Placing humans into a synthetic hibernation could reduce engineering demands for long-duration space flights and also make the experience less stressful for the astronauts. And again, cooling the body down might do the trick here. But as Martin points out, the strain doing that would place on the humans would likely cause problems when they do reach their destination.
“You don't put healthy people that have to jump out and do the best work of their lives the day they land on Mars into this state that is basically only used for people about to die,” she says. “But the hibernator really does just pop out of its burrow and get going with life. So if we could do that, it would be huge.”
Unfortunately, researchers like Martin and Vyazovskiy are still struggling to work out exactly how hibernators flick the switch.
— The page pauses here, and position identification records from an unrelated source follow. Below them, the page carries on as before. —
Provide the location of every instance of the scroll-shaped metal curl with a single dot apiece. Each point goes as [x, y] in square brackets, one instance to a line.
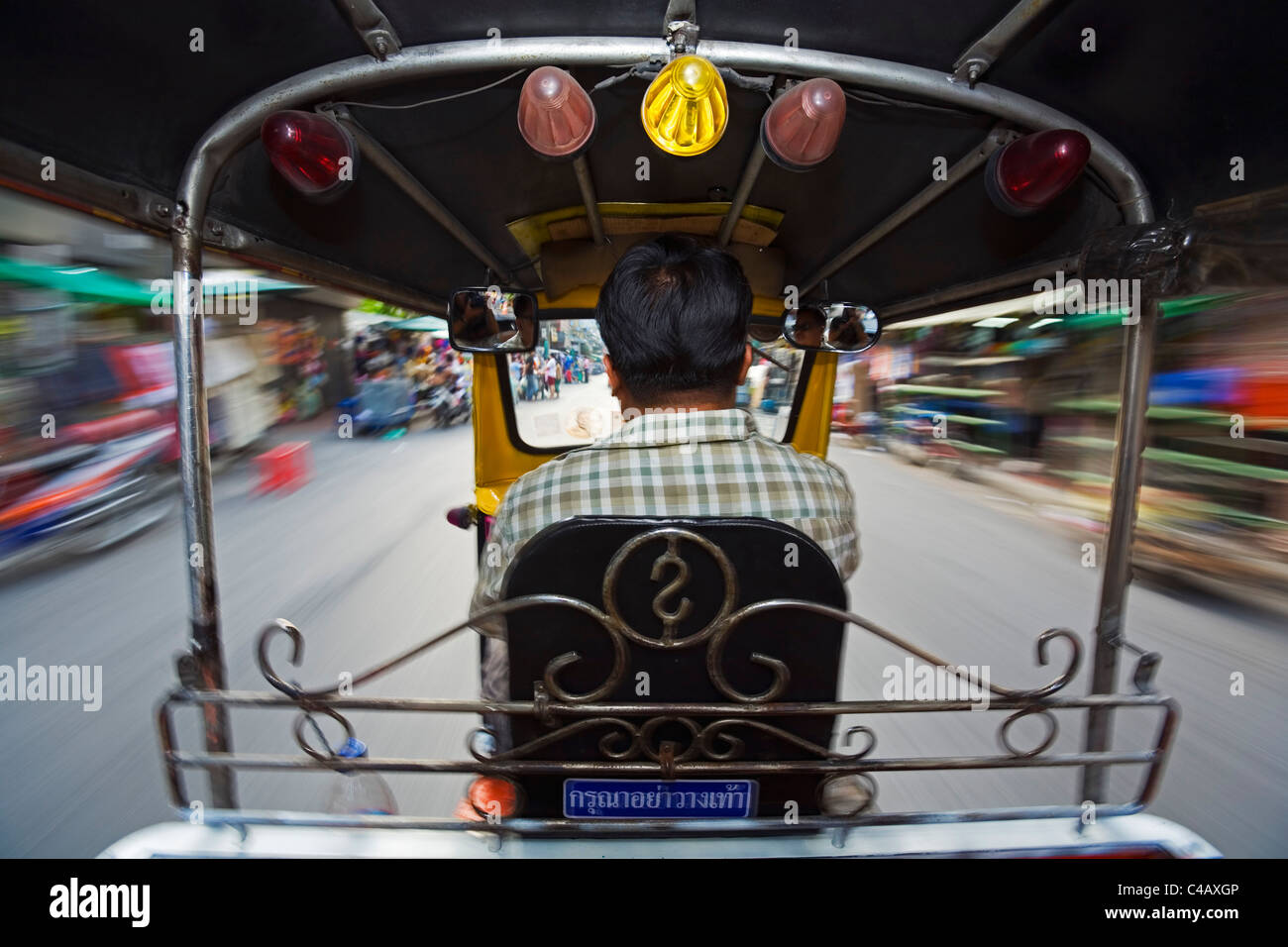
[649, 728]
[307, 718]
[622, 729]
[296, 693]
[715, 654]
[1052, 731]
[673, 535]
[716, 729]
“We have no idea how animals enter into torpor state,” says Vyazovskiy. “We can produce a very artificial physiological state by injecting some drugs that prevent you from regulating your body temperature, and then you would cool down and this would look pretty much like hibernation. But this is very dangerous,”
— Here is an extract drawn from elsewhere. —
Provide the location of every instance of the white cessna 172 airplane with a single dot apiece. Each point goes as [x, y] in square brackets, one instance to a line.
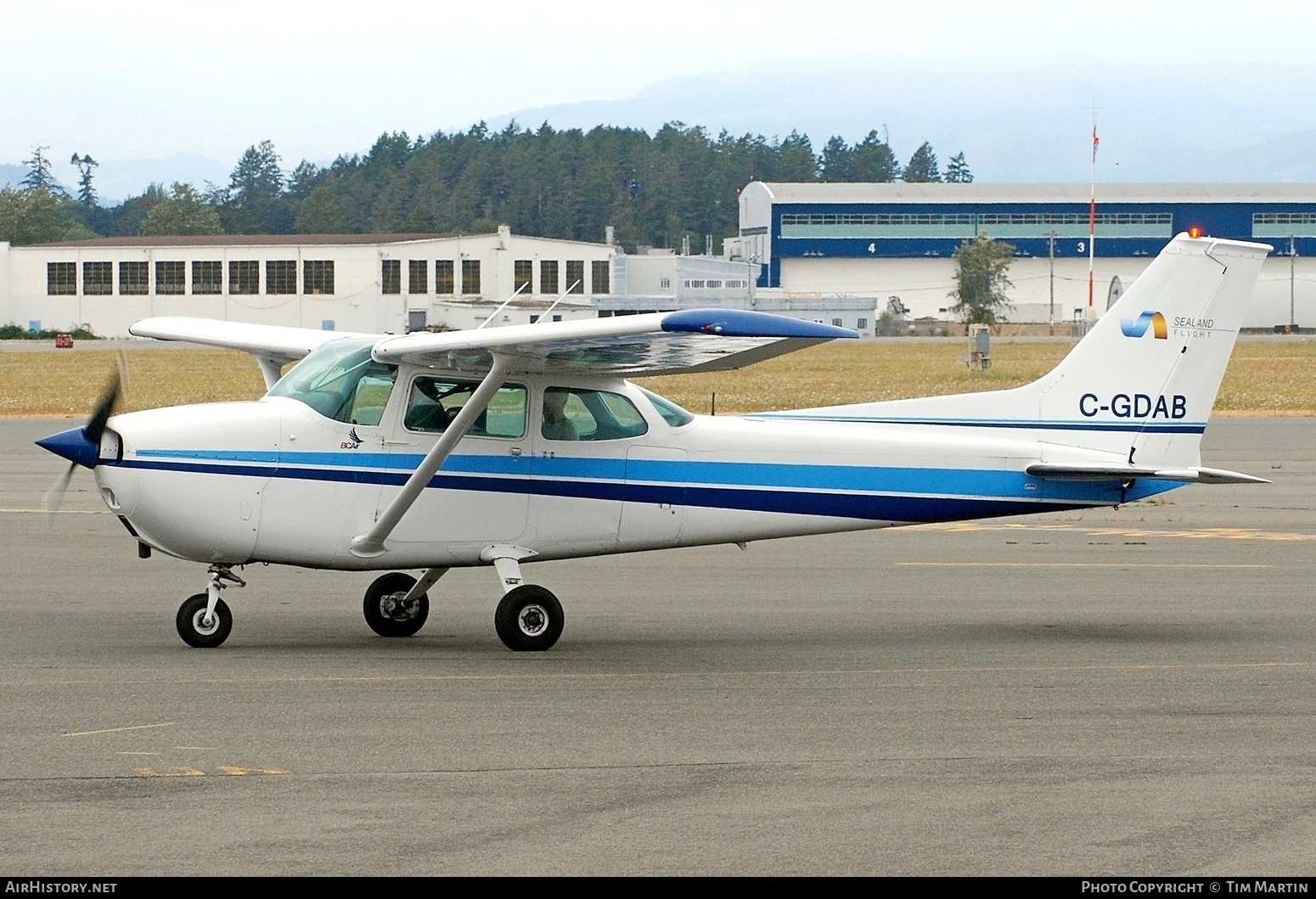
[507, 445]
If scientists can figure out the molecular mechanisms behind torpor, this could perhaps lead to safer medicines that both medics and space agencies could exploit in future. “It’s very tricky to take a normal-sized person, and cool them down to 15C,” admits Tisherman. “It would be amazing if somebody came up with a drug that could lead to the same effect.”
But for now, with the survival rate of acute trauma victims being so paltry, he is committed to seeing his project through and gathering enough data to demonstrate the feasibility of the procedure. Then he’ll work on long-term troubleshooting and expanding it to other hospitals. His goal is to get ten patients to undergo EPR to compare to ten controls. Once this number is reached, he’ll share his findings with the public.
Tisherman knows he’s pushing the boundaries of trauma medicine, but with such low chances of recovery, he says he has little other choice. “The response so far has been: ‘things are so bad right now with all we’re doing in trauma medicine, that this is worth looking at’,” he says. “People might think it’s crazy — but it’s so crazy it just might work.”